Thud!
Willikins reported.
“Thank you.” Vimes stretched, and looked across at Sybil. “Well, this is where we find out. Hang on to Young Sam.”
“I’m sure Mustrum wouldn’t do anything dangerous, Sam,” said Sybil.
“I don’t know about that,” said Vimes, opening the door. “I’m sure he wouldn’t mean to.”
He swung himself out and hauled himself on the roof of the coach, with a helping hand from Detritus.
The coach was moving well. The sun was shining. On either side of the highway, the cabbage fields lent their gentle perfume to the air.
Vimes settled down beside the butler.
“Okay,” he said. “Everyone holding on to something? Good. Let ’em go!”
Willikins cracked the whip. There was a mild jolt as the horses stretched, and Vimes felt the coach speed up.
And that seemed to be it. He’d expected something a little more impressive. They were gradually going faster, yes, but that in itself didn’t seem very magical.
“I reckon about twelve miles an hour now, sir,” said Willikins. “That’s pretty good. They’re running well without—”
Something was happening to the harnesses. The copper discs were sparking.
“Look at der cabbages, sir!” Detritus shouted.
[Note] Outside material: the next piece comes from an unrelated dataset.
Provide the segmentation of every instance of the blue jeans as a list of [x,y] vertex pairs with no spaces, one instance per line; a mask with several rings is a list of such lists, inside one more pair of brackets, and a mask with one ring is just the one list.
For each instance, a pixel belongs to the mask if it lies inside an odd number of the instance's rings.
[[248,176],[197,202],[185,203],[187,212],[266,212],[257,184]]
On either side of the road, cabbages were bursting into flames and rocketing out of the ground. And still the horses went faster.
“It’s about power!” yelled Vimes, above the wind. “We’re running on cabbages! And the—”
He stopped. The rear two horses were rising gently in the air. As he stared, the lead pair rose, too.
He risked turning in his seat. The other coach was keeping up with them; he could clearly see Fred Colon’s pink face, staring ahead in rigid terror.
When Vimes turned back to look ahead, all four horses were off the ground.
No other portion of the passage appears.